Arte

Vinte anos de silêncio: a prescrição do maior roubo de arte do Brasil

Vinte anos de silêncio: a prescrição do maior roubo de arte do Brasil
“Dois Balcões”, de Salvador Dalí — Foto: Reprodução/Wikimedia Commons

O fim de uma era de impunidade jurídica

Vinte anos após um dos episódios mais audaciosos da história criminal brasileira, o roubo de obras primas do Museu da Chácara do Céu, no Rio de Janeiro, atingiu nesta semana o prazo de prescrição. Na prática, isso significa que os autores do crime, caso sejam identificados agora, não podem mais ser punidos pelo furto qualificado ocorrido em 24 de fevereiro de 2006. O caso, que figura na lista dos dez maiores roubos de arte do mundo segundo o FBI, permanece envolto em mistério e falhas investigativas.

Naquele fatídico feriado de Carnaval, enquanto o bloco das Carmelitas arrastava multidões pelas ladeiras de Santa Teresa, quatro homens armados aproveitaram a vulnerabilidade do policiamento e a distração das festividades para invadir o casarão. Em uma operação que durou menos de 15 minutos, foram levadas quatro joias do modernismo mundial: “A Dança” (Picasso), “O Jardim de Luxemburgo” (Matisse), “Dois Balcões” (Salvador Dalí) e “Marinha” (Monet), além de um raro livro de gravuras de Picasso.

Um prejuízo incalculável para o patrimônio nacional

Estimadas em US$ 50 milhões na época — o equivalente a mais de R$ 260 milhões em valores atuais — as obras integravam a valiosa coleção Castro Maya. Especialistas apontam que o valor de mercado, no entanto, é secundário diante da perda histórica. De acordo com Alessandra Simões, presidente da Associação Brasileira de Críticos de Arte, a ausência dessas peças representa uma lacuna na memória cultural universal mantida sob solo brasileiro.

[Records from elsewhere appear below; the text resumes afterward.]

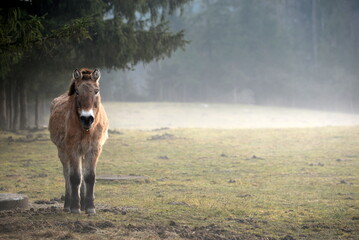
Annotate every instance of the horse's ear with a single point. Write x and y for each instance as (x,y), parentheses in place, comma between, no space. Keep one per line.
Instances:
(77,75)
(96,75)
(72,89)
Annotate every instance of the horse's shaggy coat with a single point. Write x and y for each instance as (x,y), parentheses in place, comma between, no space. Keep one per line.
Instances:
(78,127)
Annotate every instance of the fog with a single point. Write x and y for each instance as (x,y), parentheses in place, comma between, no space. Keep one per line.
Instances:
(151,116)
(296,54)
(247,54)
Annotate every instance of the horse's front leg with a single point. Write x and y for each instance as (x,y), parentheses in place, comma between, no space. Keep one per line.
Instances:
(89,173)
(75,181)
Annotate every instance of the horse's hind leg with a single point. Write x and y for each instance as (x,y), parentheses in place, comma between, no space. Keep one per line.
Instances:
(89,169)
(82,195)
(66,172)
(75,181)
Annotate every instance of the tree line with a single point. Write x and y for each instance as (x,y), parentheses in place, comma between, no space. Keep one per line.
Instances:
(279,52)
(42,41)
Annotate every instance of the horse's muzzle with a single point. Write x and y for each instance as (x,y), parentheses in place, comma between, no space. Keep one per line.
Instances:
(86,121)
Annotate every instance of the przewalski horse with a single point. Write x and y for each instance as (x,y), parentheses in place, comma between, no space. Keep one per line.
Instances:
(78,127)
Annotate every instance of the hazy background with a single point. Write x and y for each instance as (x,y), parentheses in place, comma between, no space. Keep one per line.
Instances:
(283,53)
(287,53)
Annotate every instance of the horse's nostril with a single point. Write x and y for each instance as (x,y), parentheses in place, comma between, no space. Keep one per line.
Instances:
(91,119)
(86,120)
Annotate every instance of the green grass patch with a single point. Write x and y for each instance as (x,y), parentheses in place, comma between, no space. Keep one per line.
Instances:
(268,183)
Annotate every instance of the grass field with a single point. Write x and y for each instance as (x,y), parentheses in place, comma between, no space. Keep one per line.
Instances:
(198,183)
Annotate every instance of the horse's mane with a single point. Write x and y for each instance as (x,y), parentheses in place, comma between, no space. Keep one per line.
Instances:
(86,73)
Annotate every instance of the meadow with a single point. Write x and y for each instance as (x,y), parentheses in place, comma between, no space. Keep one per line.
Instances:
(202,181)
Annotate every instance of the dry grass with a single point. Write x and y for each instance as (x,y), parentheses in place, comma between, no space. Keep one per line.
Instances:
(299,183)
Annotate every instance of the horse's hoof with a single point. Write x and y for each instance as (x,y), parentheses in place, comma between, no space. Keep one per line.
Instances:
(90,211)
(75,210)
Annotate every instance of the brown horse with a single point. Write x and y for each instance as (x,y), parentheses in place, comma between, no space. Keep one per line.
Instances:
(78,127)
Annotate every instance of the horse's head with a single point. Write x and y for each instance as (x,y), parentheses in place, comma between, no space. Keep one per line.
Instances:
(86,90)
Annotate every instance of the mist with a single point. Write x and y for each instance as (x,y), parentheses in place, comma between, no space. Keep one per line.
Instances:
(279,53)
(297,54)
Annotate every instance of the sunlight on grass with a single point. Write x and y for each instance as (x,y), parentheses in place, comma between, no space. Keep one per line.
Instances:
(269,182)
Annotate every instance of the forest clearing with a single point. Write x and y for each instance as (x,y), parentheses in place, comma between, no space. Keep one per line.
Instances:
(192,183)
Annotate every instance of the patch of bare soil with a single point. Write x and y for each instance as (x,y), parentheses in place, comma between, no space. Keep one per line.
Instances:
(47,223)
(165,136)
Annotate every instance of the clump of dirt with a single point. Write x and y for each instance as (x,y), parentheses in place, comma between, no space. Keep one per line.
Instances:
(115,132)
(178,203)
(44,202)
(165,136)
(160,129)
(316,164)
(254,157)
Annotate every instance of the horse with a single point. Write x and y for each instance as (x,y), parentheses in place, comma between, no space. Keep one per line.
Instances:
(78,127)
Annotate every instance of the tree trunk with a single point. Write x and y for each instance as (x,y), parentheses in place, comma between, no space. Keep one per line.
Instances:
(8,106)
(37,110)
(2,106)
(15,102)
(314,32)
(23,106)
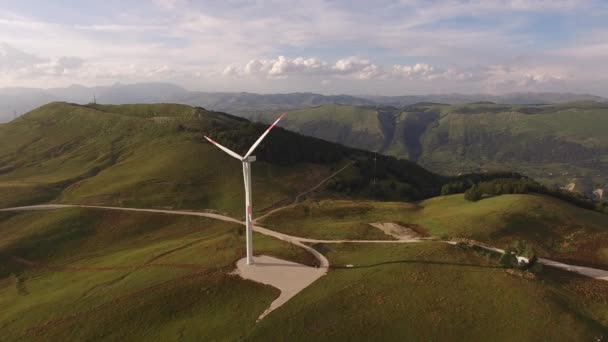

  • Picasso: A obra subtraída era um dos marcos do período cubista no acervo nacional.
  • Matisse e Dalí: Curiosamente, obras desses mesmos autores já haviam sido roubadas do museu em 1989 e recuperadas posteriormente.
  • Monet: A tela representava a rara presença do impressionismo francês em coleções públicas no Rio.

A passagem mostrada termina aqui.